America must take a serious look at the process within our criminal justice system and how it treats all of its citizens who are protected by the U.S. Constitution. It is important to remember that we have been here before. In 1967, the National Advisory Commission on Civil Disorders (the Kerner Report established by then President Lyndon B. Johnson) asked three basic questions: What happened? Why did it happen? What could be done to prevent it from happening again? The tragedy with this report is that many in police departments today have not read, do not understand the full scope of and the benefit from this report. It still serves as a blue print for police, community, social, economic, and political interactions across the country. One of the first witnesses to be invited to appear before the commission was Dr. Kenneth B. Clark, scholar and educator. Dr. Clark said to the commission:
“I read that report…of the 1919 riot in Chicago, and it is as if I were reading the report of the investigating committee on the Harlem riot of ‘35, the report of the investigating committee on the Harlem riot of ‘43, the report of the McCone Commission on the Watts riot. I must again in candor say to you members of this Commission–it is a kind of Alice in Wonderland–with the same moving picture re-shown over and over again, the same analysis, the same recommendations, and the same inaction.”
It is time for action, not just more discussion. Police officers must stop viewing African-American males, as characterized by Officer Darren Wilson as “demons or as Hulk Hogans,” when encountering them on the streets of our cities. There must be greater training and sensitivity provided to law enforcement officers, and their leaders.
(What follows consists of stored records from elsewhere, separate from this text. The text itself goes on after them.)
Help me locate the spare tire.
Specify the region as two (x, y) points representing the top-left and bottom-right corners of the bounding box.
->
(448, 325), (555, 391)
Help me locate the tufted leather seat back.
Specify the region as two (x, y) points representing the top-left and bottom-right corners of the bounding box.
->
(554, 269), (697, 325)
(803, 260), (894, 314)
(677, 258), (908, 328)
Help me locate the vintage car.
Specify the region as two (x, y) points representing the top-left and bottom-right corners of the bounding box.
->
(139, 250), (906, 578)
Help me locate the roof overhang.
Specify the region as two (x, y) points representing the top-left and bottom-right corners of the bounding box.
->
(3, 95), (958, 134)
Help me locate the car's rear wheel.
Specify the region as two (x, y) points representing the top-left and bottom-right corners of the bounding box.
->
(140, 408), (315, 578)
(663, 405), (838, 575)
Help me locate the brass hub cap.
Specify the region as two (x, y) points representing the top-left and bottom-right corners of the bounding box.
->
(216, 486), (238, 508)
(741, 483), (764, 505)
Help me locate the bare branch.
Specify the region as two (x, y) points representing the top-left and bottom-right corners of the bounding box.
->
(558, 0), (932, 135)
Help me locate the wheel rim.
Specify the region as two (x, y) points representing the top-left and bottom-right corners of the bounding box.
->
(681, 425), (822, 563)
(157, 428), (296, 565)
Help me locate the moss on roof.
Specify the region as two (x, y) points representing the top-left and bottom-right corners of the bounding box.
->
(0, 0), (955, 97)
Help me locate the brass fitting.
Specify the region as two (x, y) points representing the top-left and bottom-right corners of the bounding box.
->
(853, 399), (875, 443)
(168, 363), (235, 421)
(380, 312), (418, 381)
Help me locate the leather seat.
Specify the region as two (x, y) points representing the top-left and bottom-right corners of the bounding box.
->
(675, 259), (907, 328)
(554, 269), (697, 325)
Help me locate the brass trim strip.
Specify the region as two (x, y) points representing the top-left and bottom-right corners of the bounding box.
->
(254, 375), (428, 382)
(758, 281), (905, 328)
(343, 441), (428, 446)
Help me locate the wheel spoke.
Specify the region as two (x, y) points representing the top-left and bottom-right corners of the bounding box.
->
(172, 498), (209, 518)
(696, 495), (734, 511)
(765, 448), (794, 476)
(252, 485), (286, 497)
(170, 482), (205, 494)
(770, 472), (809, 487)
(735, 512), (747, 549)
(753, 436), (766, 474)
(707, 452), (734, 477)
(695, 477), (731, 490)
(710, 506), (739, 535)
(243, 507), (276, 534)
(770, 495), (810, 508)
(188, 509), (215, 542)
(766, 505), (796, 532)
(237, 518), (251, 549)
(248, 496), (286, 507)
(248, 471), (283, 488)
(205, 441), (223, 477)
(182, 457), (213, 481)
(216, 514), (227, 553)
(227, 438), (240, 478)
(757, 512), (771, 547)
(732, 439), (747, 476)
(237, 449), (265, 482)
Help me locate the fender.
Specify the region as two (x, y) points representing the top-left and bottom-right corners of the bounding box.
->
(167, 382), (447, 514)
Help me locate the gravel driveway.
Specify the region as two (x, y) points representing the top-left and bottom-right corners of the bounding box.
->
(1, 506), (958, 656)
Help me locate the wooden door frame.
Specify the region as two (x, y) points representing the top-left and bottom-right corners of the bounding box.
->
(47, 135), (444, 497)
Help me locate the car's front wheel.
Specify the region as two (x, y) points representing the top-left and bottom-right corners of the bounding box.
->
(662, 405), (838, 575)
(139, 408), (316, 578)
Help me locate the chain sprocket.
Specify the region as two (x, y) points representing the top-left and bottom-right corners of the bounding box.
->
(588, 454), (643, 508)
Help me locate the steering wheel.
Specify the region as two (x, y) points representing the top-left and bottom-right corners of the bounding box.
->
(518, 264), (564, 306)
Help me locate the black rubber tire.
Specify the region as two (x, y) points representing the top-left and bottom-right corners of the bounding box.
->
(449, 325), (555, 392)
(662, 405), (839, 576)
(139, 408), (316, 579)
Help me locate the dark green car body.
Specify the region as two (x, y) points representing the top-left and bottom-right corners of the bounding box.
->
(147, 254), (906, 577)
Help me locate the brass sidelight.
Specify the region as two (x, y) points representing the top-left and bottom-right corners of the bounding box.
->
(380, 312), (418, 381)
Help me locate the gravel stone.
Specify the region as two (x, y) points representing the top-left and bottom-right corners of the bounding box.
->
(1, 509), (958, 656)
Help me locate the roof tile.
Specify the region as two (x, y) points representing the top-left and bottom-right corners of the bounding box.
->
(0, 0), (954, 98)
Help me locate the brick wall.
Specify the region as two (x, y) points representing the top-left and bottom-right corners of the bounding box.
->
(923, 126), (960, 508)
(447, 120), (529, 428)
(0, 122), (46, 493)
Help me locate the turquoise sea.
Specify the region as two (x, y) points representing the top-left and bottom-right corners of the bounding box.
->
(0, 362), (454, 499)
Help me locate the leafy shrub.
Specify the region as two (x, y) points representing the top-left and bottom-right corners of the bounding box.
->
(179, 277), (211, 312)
There must be continuous oversight by local commissions and a national body established for police departments and law enforcement agencies to monitor their activities. As an example, now is not the time to reduce or eliminate the Board of Police Commissioners in the City of Detroit. Now is the time to strengthen, empower, and support it. The Justice Department must still hold police departments across the nation accountable. Laws need to be reviewed as to the limitations of and the length and breadth in the use of deadly force on the part of police officers. Body cameras must be implemented and worn by police officers as they discharge their duties, not only to preserve their security, but the security of private citizens. Police departments need to reflect the diversity of the communities in which they serve. Police departments do not need to engage in militarization in their communities, but in community policing for their communities.
The Justice Department must proceed to conclude its own independent investigations concerning the death of Michael Brown at the hands of Officer Darren Wilson in Ferguson, and the practices of the Ferguson Police Department. Young people and those who legitimately protest these conditions must be respected and protected. The lives of private citizens and the property of local communities should be protected from those who seek to use this as an opportunity for their own self-interests. We cannot be discouraged by the recent events. We must be encouraged to go forth in the pursuit of justice. In the words of Rev. Dr. Martin Luther King, “an injustice to anyone anywhere…is a threat to justice everywhere.”